Chinese Y-20 Airlift Operations Highlight Global Reach: Aid Delivery to Flood-Hit Pakistan is Their Latest Mission
The Chinese People’s Liberation Army (PLA) Air Force’s fast growing fleet of Xi’an Y-20 heavy airlift jets has gained growing international attention as its international presence has expanded, most notably since six of the aircraft were used to rapidly deliver HQ-22 surface to air missile systems to Serbia in April at a time of rising tensions between Belgrade and its NATO neighbours. The aircraft transitioned to the use of indigenous WS-20 engines in late 2020, four years after the class began to be introduced into service using stopgap Russian D-30KP-2 powerplants, and have been praised for providing the PLA with a wide reach comparable to that of the U.S. Air Force’s C-17 Globemaster. Air Force spokesman Senior Colonel Shen Jinke on August 26 stressed regarding the platform’s utility: “wherever and whenever needed, Y-20 can fly there.”
The Y-20 has revolutionised China’s aerial heavy lift capabilities, ending reliance on Soviet Il-76 variants acquired from Russia, Ukrαine and Belarus, and represents the largest military transport in production anywhere in the world today. The aircraft is nevertheless outmatched in size, carrying capacity and endurance by the American C-5 Galaxy and Soviet An-124, which were built from 1968–1989 and 1982–2004 respectively and today serve in the U.S. and Russian air forces exclusively. The state of the U.S. and Russian defence budgets, however, means the possibility of an airlifter larger than the Y-20 returning to production remains limited, while the possibility of China developing a larger successor for truly intercontinental range operations has increasingly been speculated.
The latest mission of the Y-20 has been the delivery of flood relief aid to Pakistan, with two aircraft landing in Karachi on August 30. Chinese Consul General Zhao Lijian stated at the time that “China and Pakistan have been sharing weal and woe for a long time, reaching out to each other and responding to major challenges such as natural disasters side by side,” with the use of military aircraft for the delivery being highly symbolic. Among the aid delivered were 3,000 tents, with Pakistan Ambassador to China Moin ul Haque stating that “this exemplifies the longstanding tradition of sharing weal and woe between our two countries and two brothers.

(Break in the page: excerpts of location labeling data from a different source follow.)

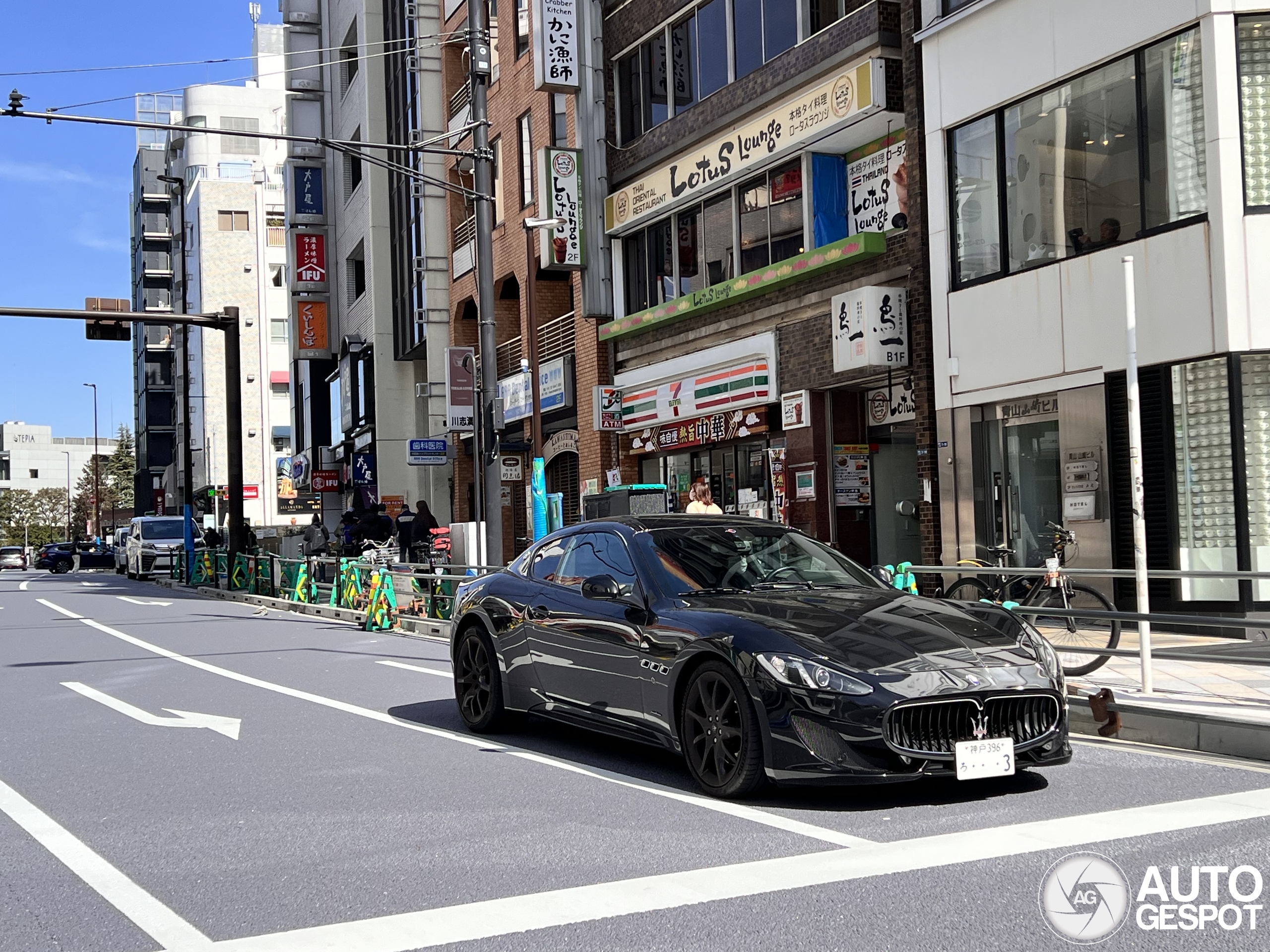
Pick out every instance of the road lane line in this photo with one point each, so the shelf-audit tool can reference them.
(417, 668)
(540, 910)
(59, 608)
(150, 916)
(719, 806)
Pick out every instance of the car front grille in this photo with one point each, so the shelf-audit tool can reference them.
(934, 729)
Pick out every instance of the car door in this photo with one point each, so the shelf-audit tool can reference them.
(590, 648)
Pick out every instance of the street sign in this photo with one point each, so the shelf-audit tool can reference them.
(427, 452)
(324, 481)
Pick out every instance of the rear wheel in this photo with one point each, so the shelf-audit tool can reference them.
(478, 683)
(719, 733)
(968, 591)
(1076, 633)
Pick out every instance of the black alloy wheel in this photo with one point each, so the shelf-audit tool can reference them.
(478, 686)
(719, 733)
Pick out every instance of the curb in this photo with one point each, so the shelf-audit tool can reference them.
(1231, 734)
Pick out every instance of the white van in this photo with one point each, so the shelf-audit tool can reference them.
(151, 542)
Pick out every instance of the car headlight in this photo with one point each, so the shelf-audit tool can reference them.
(807, 673)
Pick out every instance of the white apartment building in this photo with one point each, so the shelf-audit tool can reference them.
(33, 459)
(1062, 136)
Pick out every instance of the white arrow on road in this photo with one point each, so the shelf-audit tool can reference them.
(229, 726)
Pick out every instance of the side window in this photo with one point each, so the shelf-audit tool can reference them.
(599, 554)
(547, 560)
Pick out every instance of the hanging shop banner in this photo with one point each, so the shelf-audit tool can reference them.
(853, 484)
(309, 261)
(561, 182)
(307, 202)
(556, 46)
(870, 329)
(313, 332)
(804, 117)
(742, 384)
(878, 186)
(795, 411)
(780, 500)
(892, 404)
(606, 409)
(717, 428)
(460, 388)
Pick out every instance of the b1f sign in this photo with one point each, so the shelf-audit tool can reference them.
(556, 46)
(870, 329)
(460, 389)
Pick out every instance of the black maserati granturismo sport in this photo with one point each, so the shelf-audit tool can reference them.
(755, 652)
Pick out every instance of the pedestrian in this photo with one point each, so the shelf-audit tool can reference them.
(425, 522)
(702, 500)
(316, 541)
(405, 532)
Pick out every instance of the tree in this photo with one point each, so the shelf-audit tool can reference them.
(121, 469)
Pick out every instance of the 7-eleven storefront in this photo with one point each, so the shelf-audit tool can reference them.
(709, 418)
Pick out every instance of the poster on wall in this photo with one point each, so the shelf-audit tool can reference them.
(878, 186)
(853, 483)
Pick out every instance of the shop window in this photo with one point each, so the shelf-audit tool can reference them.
(1206, 480)
(1253, 50)
(1092, 163)
(1176, 184)
(976, 226)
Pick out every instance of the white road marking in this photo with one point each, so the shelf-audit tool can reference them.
(540, 910)
(417, 668)
(229, 726)
(720, 806)
(59, 608)
(150, 916)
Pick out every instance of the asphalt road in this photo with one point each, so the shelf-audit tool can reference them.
(337, 803)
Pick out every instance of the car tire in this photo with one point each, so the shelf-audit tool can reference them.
(719, 733)
(478, 682)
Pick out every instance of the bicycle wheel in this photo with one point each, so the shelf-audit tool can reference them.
(968, 591)
(1075, 633)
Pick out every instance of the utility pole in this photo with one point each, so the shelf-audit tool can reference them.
(479, 74)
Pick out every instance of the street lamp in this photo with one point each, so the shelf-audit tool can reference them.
(97, 477)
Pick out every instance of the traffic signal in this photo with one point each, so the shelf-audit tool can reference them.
(107, 329)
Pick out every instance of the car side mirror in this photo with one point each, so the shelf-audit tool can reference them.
(602, 588)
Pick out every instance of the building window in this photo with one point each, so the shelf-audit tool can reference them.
(233, 221)
(348, 60)
(1095, 162)
(241, 145)
(526, 135)
(559, 121)
(352, 169)
(1253, 50)
(355, 275)
(522, 28)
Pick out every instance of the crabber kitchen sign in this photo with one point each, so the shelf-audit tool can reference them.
(806, 116)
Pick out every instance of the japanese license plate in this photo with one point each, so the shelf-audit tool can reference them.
(985, 758)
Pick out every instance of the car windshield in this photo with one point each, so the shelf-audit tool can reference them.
(743, 558)
(164, 529)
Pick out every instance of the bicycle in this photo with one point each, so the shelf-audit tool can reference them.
(1051, 591)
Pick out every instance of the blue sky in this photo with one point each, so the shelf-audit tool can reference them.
(64, 187)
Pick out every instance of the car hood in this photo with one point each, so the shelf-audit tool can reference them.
(881, 631)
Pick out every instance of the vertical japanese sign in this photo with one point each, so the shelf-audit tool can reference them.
(308, 206)
(556, 46)
(870, 329)
(460, 389)
(561, 182)
(310, 261)
(313, 333)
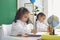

The people of Pakistan are indeed touched by this generosity and goodwill.” Alongside aid deliveries, the Y-20 has also taken on more diverse roles including providing aerial refuelling to Chinese military aircraft as the Y-20U variant – an area long neglected by the PLA due to its access to widespread military bases and the much higher average endurances of its fighters compared to those in Western air forces. The aircraft have two drogue pods each for refuelling purposes. The Y-20U may potentially prove popular with export clients alongside transport variants, although efforts to market them abroad have so far been limited.